Tutto ciò alimenta la contraddizione tra l'astensionismo elettorale di massa e il partecipazionismo elettorale di una componente fra le più avanzate dell'elettorato, rallentando fortemente la lotta di classe e la maturazione nel proletariato, nelle masse popolari e nelle nuove generazioni della coscienza rivoluzionaria antistituzionale, anticapitalista per il socialismo.
Siamo pienamente coscienti che la svolta politica in Italia avverrà solo se riusciremo a far comprendere al proletariato che deve prendere in pugno la situazione lottando contro il capitalismo e per la conquista del potere politico e del socialismo per via rivoluzionaria abbandonando ogni illusione elettorale, parlamentare, governativa, costituzionale, pacifista e riformista.
Solo il socialismo, secondo il modello sovietico realizzato per la prima volta nella storia nella Russia di Lenin e di Stalin e poi successivamente nella Cina di Mao secondo le indicazioni generali di Marx ed Engels, e al quale il PMLI si richiama fedelmente, è il sistema economico, sociale e politico in grado di cambiare radicalmente lo stato di cose presenti.
Chi vuole fare come in Russia nell'Ottobre del '17, chi vuole veramente il cambiamento ci aiuti in questo grande sforzo affinché le masse si liberino totalmente da ogni influenza borghese e capitalista e dalla perniciosa influenza dell'elettoralismo, del parlamentarismo, del partecipazionismo e del riformismo e considerino l'astensione come un voto dato al PMLI e al socialismo. Ci aiuti a far conoscere il PMLI, la sua linea strategica e tattica, la sua struttura organizzativa, i suoi valori e la sua pratica proletarie rivoluzionarie, la sua ferma e incrollabile fiducia nel socialismo.
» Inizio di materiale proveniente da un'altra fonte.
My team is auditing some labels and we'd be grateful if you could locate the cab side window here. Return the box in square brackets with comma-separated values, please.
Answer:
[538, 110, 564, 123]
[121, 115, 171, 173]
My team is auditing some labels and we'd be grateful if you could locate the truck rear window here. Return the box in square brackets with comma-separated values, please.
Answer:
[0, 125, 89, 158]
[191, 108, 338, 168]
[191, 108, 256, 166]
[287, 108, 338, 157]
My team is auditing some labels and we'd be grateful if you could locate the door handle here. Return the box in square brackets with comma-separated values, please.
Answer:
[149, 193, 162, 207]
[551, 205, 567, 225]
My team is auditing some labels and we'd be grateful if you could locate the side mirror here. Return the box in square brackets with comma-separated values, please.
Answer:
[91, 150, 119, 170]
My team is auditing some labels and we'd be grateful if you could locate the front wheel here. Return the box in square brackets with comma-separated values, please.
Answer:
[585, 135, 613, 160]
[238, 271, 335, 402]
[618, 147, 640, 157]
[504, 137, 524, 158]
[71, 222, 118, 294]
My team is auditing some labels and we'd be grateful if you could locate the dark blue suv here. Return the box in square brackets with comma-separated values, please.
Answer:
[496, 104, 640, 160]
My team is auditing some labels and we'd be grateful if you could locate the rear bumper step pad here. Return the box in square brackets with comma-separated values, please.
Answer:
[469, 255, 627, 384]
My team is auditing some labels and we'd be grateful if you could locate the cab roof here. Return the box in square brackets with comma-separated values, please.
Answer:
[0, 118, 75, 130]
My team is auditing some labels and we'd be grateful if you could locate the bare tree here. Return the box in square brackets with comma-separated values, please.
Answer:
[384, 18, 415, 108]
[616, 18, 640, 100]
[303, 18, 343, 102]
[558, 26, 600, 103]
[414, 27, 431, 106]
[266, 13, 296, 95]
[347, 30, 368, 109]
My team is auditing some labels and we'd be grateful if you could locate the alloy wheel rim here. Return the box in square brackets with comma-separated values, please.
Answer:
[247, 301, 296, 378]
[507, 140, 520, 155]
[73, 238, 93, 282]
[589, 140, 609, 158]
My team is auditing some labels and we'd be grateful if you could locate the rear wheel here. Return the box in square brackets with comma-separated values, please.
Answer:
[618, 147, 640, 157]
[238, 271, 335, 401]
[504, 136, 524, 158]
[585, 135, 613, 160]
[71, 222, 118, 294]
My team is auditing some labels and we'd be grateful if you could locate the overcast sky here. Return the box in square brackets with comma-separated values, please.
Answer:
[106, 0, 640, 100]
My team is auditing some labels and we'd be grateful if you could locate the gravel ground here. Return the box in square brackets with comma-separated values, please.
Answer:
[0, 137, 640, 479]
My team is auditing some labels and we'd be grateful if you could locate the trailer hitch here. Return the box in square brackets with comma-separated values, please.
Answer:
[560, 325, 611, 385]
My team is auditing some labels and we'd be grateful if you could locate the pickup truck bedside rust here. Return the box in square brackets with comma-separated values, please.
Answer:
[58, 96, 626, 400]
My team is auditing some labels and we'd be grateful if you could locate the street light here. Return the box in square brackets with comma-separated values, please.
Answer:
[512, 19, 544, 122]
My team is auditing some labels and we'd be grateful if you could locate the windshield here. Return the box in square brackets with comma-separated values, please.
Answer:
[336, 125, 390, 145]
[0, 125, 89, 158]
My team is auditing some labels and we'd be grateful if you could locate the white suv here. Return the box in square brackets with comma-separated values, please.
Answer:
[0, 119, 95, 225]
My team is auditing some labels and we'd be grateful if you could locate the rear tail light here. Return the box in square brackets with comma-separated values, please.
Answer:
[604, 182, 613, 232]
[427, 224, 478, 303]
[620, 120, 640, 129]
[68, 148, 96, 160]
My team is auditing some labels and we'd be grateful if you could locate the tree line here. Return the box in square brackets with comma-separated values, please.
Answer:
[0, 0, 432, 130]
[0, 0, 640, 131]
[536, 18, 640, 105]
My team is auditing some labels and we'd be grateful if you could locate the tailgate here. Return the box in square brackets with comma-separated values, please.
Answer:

Ci aiuti a far comprendere alle fautrici e ai fautori del socialismo cominciando dalle ragazze e dai ragazzi rivoluzionari, che l'unica via per abbattere il capitalismo, realizzare il socialismo e dare il potere al proletariato è quella della Rivoluzione d'Ottobre, di cui quest'anno ricorre il Centenario.
Perché solo dando forza al PMLI e battendosi per il socialismo è possibile cambiare l'Italia.